12. Fundamentou as suas pretensões, brevitatis causae, no entendimento de que o ato impugnado enfermava de uma miríade de vícios, que elencou [(i) falta de fundamentação na resposta à audiência prévia feita pela A.; (ii) erro nos pressupostos de facto e de direito; e (iii) violação dos princípios da concorrência, igualdade e da intangibilidade das propostas ou imutabilidade].

13. O Tribunal Administrativo e Fiscal do Porto, após algumas vicissitudes processuais, julgou bem fundada a pretensão da Autora e, consequentemente, instou as partes a estabelecerem, por mútuo consenso, o quantum indemnizatório devido, no prazo de 30 [trinta] dias, em conformidade com o estatuído no artigo 45.º, n.º 1, alínea d), do Código de Processo nos Tribunais Administrativos.

14. Perlustrando a fundamentação de direito vertida na decisão judicial recorrida, verifica-se que a decisão judicial recorrida fundamentou-se, primacialmente, no entendimento de que, não obstante a não verificação dos alegados vícios de insuficiência de fundamentação e violação dos princípios da concorrência e igualdade, o acto administrativo de adjudicação padecia, indubitavelmente, de vício de violação de lei, por erro nos pressupostos de facto e de direito, consubstanciado na apresentação de três prazos distintos na proposta e na manifesta inadequação do plano de trabalhos, circunstâncias que, per se, justificariam a anulação do referido ato.

15. Realmente, o Tribunal recorrido constatou que a proposta continha três prazos distintos e incompatíveis entre si: 365 dias no formulário principal, 336 dias [correspondentes a 48 semanas] no plano de trabalhos, e 360 dias no plano de mão de obra e equipamentos, o que violava diretamente a cláusula 9.ª do caderno de encargos e o ponto II do programa do procedimento, que estabeleciam claramente um prazo de execução contratual de 12 meses [contados da data de consignação até a receção provisória].

16. Outrossim, observou que o plano de trabalhos apresentado pela Contrainteressada não continha os dados relativos à execução de cada espécie de trabalhos, limitando-se a apresentar informação genérica sobre capítulos de trabalho, sem especificar concretamente as 88 tarefas da empreitada elencadas no mapa de quantidades anexo ao caderno de encargos, o que impossibilitava determinar a sequência, o escalonamento no tempo, o intervalo e o ritmo de execução das diversas espécies de trabalho, constituindo "uma verdadeira impossibilidade prática" de fiscalização, em função do que considerou que a proposta da C.I. violava os artigos 57.º, n.º 2, alínea b) e 361.º do CCP, bem como os pontos 2 e 15.V do programa do procedimento, constituindo causa de exclusão da proposta, nos termos do artigo 70.º, n.º 2, alíneas a) e f) do CCP.
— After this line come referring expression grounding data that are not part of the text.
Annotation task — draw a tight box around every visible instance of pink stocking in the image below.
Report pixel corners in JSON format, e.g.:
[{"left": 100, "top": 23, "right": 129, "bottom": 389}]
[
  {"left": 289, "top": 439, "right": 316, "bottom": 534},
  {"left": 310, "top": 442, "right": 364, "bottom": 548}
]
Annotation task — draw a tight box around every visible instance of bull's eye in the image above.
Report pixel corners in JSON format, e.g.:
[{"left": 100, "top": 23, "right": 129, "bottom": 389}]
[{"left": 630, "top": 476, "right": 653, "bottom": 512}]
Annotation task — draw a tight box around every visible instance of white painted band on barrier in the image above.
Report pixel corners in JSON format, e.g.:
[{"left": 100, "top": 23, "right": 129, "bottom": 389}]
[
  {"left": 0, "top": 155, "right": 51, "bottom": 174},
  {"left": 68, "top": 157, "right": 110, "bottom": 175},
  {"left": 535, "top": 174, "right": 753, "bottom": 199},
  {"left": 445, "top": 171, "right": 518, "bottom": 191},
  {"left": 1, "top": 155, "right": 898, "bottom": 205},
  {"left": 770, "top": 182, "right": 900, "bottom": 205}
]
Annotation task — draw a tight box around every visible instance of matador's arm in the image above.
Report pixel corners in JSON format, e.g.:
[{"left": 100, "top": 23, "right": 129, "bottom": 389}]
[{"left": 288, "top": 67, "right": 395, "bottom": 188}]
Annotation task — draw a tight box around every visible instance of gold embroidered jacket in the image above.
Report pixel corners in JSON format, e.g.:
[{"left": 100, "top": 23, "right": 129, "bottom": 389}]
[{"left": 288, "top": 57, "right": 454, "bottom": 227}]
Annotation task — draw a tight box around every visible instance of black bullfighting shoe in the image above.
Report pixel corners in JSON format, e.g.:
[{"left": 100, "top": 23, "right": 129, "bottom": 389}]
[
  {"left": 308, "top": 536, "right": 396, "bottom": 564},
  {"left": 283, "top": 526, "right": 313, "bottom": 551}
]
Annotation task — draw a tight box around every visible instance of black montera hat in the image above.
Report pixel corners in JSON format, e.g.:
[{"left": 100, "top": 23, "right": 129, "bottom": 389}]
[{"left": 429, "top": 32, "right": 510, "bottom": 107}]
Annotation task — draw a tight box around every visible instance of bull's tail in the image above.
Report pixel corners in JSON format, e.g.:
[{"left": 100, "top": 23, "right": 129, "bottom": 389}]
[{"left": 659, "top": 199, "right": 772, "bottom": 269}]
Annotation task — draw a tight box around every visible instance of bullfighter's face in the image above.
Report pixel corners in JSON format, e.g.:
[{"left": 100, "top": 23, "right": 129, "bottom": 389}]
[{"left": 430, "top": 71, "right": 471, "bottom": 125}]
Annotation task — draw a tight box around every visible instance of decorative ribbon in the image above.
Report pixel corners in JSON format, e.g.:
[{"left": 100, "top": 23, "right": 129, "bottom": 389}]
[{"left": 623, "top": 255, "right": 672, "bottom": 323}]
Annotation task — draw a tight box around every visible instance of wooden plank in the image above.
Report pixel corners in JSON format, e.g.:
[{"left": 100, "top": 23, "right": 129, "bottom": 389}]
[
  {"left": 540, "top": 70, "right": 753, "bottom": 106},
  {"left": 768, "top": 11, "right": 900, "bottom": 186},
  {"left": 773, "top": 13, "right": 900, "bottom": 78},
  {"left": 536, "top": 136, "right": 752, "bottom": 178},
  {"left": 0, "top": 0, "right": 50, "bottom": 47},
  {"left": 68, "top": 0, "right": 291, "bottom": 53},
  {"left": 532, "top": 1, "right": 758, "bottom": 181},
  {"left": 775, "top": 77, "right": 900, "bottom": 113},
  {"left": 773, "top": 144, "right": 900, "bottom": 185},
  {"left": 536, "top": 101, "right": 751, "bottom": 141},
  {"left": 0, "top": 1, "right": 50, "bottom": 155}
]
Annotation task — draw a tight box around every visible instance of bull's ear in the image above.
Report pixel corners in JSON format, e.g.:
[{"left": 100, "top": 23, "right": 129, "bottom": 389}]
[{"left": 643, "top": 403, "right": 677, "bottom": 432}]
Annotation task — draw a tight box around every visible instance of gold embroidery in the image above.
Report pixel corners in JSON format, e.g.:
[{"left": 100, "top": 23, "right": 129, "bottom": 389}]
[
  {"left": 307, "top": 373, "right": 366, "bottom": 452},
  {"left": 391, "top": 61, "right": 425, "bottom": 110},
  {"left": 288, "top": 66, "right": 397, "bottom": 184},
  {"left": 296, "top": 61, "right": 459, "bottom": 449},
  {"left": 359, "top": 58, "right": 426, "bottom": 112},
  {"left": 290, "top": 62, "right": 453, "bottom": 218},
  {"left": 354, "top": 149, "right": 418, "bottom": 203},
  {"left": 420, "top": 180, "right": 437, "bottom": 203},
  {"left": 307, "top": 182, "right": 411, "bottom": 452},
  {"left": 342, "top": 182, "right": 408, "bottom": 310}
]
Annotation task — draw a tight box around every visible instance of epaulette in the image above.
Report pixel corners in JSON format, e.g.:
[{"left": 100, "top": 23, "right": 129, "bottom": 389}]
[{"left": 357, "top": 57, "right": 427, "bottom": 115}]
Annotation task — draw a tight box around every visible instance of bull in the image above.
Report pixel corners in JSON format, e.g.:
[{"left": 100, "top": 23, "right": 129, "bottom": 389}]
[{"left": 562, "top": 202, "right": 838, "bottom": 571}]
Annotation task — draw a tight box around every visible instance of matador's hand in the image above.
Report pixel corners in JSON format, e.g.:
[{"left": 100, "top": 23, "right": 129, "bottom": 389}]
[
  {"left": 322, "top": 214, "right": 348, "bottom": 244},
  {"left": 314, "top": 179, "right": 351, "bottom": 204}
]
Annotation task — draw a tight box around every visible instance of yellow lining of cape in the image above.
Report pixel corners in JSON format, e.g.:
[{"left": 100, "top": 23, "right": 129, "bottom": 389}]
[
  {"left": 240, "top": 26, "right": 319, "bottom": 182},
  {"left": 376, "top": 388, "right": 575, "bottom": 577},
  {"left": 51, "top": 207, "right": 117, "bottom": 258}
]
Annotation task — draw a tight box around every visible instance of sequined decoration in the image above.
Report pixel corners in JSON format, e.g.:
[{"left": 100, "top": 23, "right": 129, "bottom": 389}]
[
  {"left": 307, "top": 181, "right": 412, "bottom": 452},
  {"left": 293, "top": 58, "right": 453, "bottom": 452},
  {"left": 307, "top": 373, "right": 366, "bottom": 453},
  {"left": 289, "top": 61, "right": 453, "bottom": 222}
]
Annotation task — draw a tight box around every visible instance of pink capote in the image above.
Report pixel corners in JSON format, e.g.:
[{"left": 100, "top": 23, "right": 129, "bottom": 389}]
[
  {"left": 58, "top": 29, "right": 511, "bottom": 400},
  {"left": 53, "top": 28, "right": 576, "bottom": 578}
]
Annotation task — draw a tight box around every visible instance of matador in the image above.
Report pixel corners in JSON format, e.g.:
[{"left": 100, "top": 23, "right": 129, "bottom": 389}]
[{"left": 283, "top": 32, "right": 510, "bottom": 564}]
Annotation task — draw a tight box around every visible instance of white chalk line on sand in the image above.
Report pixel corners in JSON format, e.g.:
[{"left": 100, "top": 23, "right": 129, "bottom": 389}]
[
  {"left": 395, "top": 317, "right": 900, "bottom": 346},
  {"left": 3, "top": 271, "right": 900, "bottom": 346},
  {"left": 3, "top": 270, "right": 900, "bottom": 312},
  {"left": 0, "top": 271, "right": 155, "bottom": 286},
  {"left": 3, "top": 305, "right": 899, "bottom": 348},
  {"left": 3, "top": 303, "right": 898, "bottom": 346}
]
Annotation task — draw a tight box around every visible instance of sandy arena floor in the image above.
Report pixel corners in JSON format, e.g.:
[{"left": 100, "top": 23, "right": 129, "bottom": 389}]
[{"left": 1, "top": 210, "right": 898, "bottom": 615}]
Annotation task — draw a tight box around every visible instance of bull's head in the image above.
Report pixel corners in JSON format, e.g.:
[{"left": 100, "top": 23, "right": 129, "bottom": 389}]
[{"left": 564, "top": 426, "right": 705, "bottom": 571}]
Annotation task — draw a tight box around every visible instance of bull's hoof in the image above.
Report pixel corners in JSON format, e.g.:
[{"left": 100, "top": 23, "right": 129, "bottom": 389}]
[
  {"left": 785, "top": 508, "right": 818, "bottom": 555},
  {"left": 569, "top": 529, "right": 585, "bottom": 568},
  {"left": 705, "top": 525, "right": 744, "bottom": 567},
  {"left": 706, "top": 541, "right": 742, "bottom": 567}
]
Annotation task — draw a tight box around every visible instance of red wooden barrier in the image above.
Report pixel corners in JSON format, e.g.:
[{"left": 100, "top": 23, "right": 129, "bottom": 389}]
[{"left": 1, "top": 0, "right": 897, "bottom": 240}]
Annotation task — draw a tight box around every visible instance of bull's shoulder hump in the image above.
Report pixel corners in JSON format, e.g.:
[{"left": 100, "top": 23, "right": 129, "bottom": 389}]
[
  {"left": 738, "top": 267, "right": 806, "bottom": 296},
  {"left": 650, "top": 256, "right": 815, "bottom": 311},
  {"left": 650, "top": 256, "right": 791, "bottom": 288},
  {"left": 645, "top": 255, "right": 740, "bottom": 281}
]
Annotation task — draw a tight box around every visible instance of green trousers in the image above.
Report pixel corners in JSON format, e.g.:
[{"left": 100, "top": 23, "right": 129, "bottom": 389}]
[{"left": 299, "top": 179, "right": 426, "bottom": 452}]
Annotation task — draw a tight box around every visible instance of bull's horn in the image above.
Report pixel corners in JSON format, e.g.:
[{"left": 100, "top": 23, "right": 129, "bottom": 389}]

17. Não obstante o reconhecimento do vício substancial supra referido, suscetível de determinar a anulação do ato de adjudicação, o Tribunal Recorrido optou por afastar o efeito anulatório relativamente ao contrato já celebrado, mediante aplicação do disposto no artigo 283.º, n.º 4, do Código dos Contratos Públicos, alicerçado na manifesta desproporcionalidade que adviria da anulação contratual, considerando o avançado estado de execução da empreitada e os relevantes interesses públicos em presença, reconhecendo à Autora, tão-somente, o direito a ressarcimento pelos prejuízos efetivamente suportados.

18. No recurso em apreço, a Recorrente manifesta concordância quanto à natureza jurídica do prazo de execução de 12 meses, reconhecendo-o como termo ou condição não submetido à concorrência.

19. Contudo, insurge-se veementemente contra o entendimento jurisdicional que concluiu pela não vinculação da Concorrente/Contratada a qualquer prazo, sustentando, ao invés, que a vinculação ao prazo de 12 meses ocorreu, inequivocamente, aquando da entrega do Anexo I, mediante declaração de aceitação incondicional das cláusulas do caderno de encargos, nomeadamente a disposição constante da cláusula 9.º, n.º 2, alínea c).

20. Clama ainda a Recorrente que o Plano de Trabalhos reveste natureza instrumental e evolutiva, constituindo um documento suscetível de conformação até ao momento da consignação e mesmo posteriormente, desde que observado o prazo máximo estabelecido no caderno de encargos.

21. Nesta senda argumentativa, sublinha que nenhum dos prazos indicativos apresentados pela Concorrente/Contratada excedia o limite temporal estatuído, pelo que eventuais ambiguidades ou obscuridades seriam passíveis de suprimento mediante esclarecimentos ou retificação oficiosa, considerando que a determinação precisa do cômputo temporal dependeria, em última análise, da data de consignação da obra.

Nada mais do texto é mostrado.